I finally decided it’s time to make another portfolio to display my work. This is the third one, and hopefully this one sticks. I got to admit, there is something both scary and charming about comebacks, that idea in itself deserves a discussion on its own. For now, I am sharing the system behind this website, and I think it’s worth talking about.

The Problem

I already tried this a couple of times before, and it obviously didn’t work because here we are again. For me, this website is a medium to share ideas and projects, a tool to help me track the things I’m working towards. Some sort of building in public, we do love to do that these days.

The problem I faced all these past times is that this website felt less like a tool for presenting and expressing, and more like a project I have to maintain. I found myself many times spending hours fixing the framework I use rather than actually using it to store my ideas. I tried to get inspired from many sources and steal their systems; books, YouTube videos… I just needed a system that works so I can stop worrying about the structure of the ideas and start worrying about the ideas themselves.

The Desire Path

So what did I end up doing? Instead of choosing a system and adapting to it, why not make a system that would adapt to me?

This is a concept called the desire path — here is a 3-minute video explaining it. In a nutshell, human nature will ignore the designed paths and choose paths which are deemed more efficient. Think of those dirt trails cutting across a perfectly manicured park lawn. That’s what I wanted: stop designing paths I’ll never walk, and pave the ones I already do.

How My Brain Works

I ended up finding out that my brain works in chunks. I’d have many ideas and revelations throughout the day, some big, some not really worth the discussion. Usually I’d share them with someone next to me, or text them to a friend over WhatsApp. That’s the first chunk: raw ideas.

The ideas that are worthy, the ones I actually take action on, become things I make. Say an idea for a video game project, or an app that would make someone’s life easier. That’s the second chunk: things I build.

Then the idea opens up a whole field of research about a new topic, which is nice because we are curious about everything. The best and hardest part about these ideas is the implementation; if I thought about an idea for an app, and I actually push through and flesh out the plan, I have to learn the tools necessary to make it. And since that’s already what I do (thanks to engineering school), this is the perfect opportunity to learn new concepts and paradigms before using them in the real world. That’s the third chunk: things I learn.
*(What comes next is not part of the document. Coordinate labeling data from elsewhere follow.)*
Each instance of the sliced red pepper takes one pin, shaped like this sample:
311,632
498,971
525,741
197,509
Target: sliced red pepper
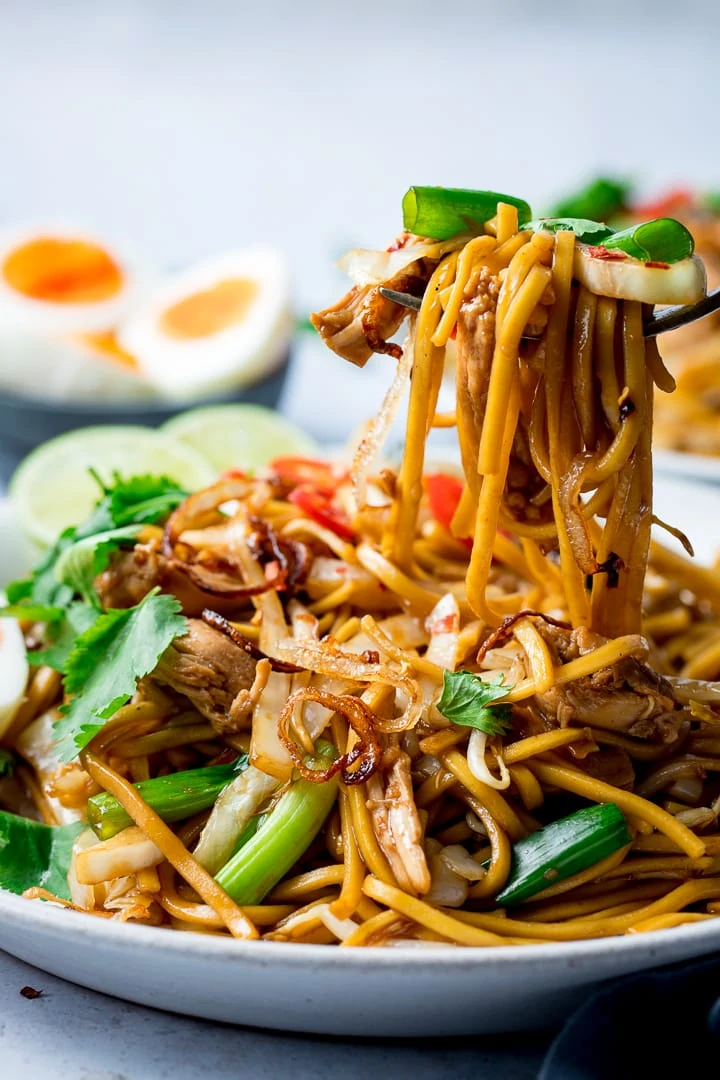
321,474
444,494
317,504
598,252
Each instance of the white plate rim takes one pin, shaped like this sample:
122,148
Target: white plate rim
50,918
702,467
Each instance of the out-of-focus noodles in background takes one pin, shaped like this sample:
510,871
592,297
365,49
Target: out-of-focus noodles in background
180,130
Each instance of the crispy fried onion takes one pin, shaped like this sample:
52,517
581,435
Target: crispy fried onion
326,658
500,635
219,622
375,436
285,562
367,751
211,566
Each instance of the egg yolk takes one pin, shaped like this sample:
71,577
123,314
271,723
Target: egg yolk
62,271
106,345
211,311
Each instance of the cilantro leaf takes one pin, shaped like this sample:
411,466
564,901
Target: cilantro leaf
36,854
139,500
103,670
78,618
588,232
466,698
81,563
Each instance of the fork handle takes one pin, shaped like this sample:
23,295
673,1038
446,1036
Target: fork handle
671,319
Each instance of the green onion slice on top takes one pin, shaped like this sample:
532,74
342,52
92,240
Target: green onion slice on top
442,213
600,200
663,240
587,232
564,848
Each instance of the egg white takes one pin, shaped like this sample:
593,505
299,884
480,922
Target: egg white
14,671
229,359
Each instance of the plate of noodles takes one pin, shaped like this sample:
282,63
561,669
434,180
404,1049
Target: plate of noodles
401,751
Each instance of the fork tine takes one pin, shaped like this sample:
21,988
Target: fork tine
405,299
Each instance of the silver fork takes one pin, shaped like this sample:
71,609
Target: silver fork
660,322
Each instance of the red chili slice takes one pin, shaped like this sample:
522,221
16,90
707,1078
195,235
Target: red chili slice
444,494
321,474
316,504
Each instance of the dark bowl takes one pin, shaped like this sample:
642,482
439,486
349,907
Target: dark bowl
25,422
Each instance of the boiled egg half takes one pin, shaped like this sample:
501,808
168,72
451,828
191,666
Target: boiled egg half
62,295
214,328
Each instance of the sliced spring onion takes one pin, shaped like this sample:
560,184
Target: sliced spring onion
587,232
561,849
174,797
662,240
440,213
284,835
600,200
626,279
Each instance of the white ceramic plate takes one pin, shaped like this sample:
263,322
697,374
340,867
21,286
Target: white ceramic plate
693,466
391,991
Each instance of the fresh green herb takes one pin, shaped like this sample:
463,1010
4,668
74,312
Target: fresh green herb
80,564
103,670
283,836
34,612
466,700
663,240
599,201
174,797
564,848
442,213
587,232
77,618
139,500
36,854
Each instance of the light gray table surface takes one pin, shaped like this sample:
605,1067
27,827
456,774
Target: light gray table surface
71,1034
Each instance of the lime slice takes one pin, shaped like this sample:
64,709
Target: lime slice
53,488
240,436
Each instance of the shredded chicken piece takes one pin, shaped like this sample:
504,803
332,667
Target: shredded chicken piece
627,697
476,341
397,826
209,670
241,711
132,575
611,765
361,323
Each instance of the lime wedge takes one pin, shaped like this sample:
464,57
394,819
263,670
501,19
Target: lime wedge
240,436
53,488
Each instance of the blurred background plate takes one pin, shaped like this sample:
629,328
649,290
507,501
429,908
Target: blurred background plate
692,466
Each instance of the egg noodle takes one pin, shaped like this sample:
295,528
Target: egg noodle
347,596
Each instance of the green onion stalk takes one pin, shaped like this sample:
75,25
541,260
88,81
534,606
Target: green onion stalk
561,849
283,835
174,798
443,213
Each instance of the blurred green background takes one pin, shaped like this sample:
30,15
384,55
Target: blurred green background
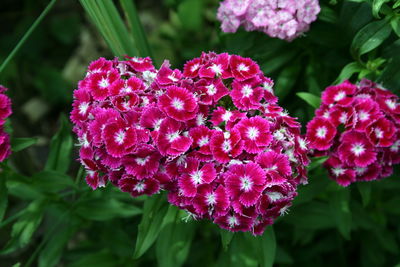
53,219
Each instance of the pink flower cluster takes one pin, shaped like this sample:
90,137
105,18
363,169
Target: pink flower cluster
5,112
211,135
284,19
357,126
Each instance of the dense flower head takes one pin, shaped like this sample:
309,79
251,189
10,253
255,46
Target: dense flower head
212,136
284,19
357,126
5,112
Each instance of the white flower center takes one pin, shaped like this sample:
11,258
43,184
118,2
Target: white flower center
194,67
232,221
119,137
83,108
139,187
172,136
358,149
360,171
177,104
321,132
203,141
211,89
246,184
247,91
274,196
338,171
227,115
253,133
226,146
197,177
242,67
157,124
104,83
339,96
217,69
362,115
391,104
142,161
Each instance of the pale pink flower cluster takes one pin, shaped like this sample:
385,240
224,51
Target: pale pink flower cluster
284,19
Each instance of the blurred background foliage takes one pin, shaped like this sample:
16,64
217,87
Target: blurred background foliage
50,217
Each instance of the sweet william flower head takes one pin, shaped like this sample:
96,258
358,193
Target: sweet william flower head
282,19
213,136
363,144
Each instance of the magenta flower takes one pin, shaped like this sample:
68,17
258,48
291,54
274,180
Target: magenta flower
170,140
194,175
178,103
366,146
282,19
245,182
5,112
145,130
255,134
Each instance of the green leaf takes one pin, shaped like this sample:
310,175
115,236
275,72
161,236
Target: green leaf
365,192
18,144
3,197
376,7
348,71
190,14
137,30
267,246
60,148
52,181
395,23
104,210
370,37
99,259
51,253
173,243
226,238
25,227
154,211
311,99
340,210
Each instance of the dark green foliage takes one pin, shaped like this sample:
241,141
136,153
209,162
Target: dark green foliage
50,217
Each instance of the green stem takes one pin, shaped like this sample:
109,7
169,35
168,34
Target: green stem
27,34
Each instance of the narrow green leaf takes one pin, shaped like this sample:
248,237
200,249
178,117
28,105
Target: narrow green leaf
136,28
370,37
348,71
27,34
190,14
52,181
365,192
376,7
18,144
100,210
154,211
173,243
60,148
51,253
3,197
267,246
395,23
340,210
226,238
311,99
24,228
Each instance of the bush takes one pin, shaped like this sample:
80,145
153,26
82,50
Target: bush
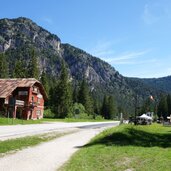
99,117
48,113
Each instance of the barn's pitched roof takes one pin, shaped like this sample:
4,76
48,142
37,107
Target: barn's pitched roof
7,86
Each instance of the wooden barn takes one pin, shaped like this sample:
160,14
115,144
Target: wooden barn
22,98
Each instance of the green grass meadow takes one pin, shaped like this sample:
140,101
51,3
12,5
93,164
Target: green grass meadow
126,147
10,121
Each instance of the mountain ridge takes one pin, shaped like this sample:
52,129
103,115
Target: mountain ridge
18,36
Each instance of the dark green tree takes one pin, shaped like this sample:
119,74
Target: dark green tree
19,70
169,104
163,107
3,66
112,108
85,98
44,81
105,107
63,92
33,66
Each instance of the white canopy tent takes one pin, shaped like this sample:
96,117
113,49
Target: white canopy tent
144,116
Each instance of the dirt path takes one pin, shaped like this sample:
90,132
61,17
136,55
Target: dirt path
48,156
So the pattern looks something like this:

  • A raw thought enters my head → I jot it down
  • Some of those thoughts turn into projects → I start building
  • Building forces me to learn new things → I document the knowledge This system wasn’t something I sat down and designed. It’s a pattern I noticed.

Enter Yu-Gi-Oh

And this reminded me a lot of the academy system in Yu-Gi-Oh GX (big fan, by the way).

For the unfamiliar: Yu-Gi-Oh is an anime I used to watch as a kid and have a lot of memories with. People have decks of cards they use to battle, and each card represents a monster, a spell, or a trap. Slifer, Ra, and Obelisk were the three most powerful monsters in the original series — the Egyptian God Cards. Later on, in the GX series, these gods were used as an academic division system to organize students into three dorms:

  • Slifer Red — the newcomers, the freshmen, the underdogs
  • Ra Yellow — the middle ground, more developed and serious
  • Obelisk Blue — the top tier, the elite

This mapped perfectly onto my three chunks:

  • Slifer Red → raw ideas, thoughts, blog posts. Fresh, unpolished, straight from the source.
  • Ra Yellow → demos, projects, practical things. Ideas that graduated into something tangible.
  • Obelisk Blue → study notes, resources, knowledge. The refined stuff that came from doing the work.

Beyond the Three Monsters

This doesn’t have to stop at three sections. The Yu-Gi-Oh universe has thousands of cards, and each one carries its own identity. Whenever I have a nameless project, I just throw a random monster name on top to refer to it. Need a new section someday? Pick a card. The naming system scales endlessly, and it never feels forced because the source material is that deep.

Not to mention all the gimmicks that can be reused as the system grows. Trap cards, spell cards, fusion monsters. There’s a metaphor for everything if you want one.

Ship It

That being said, this system is not done, and it is certainly not perfect. But it worked for me, and I decided to stop gatekeeping it. Maybe someone can improve upon it and share it back with us.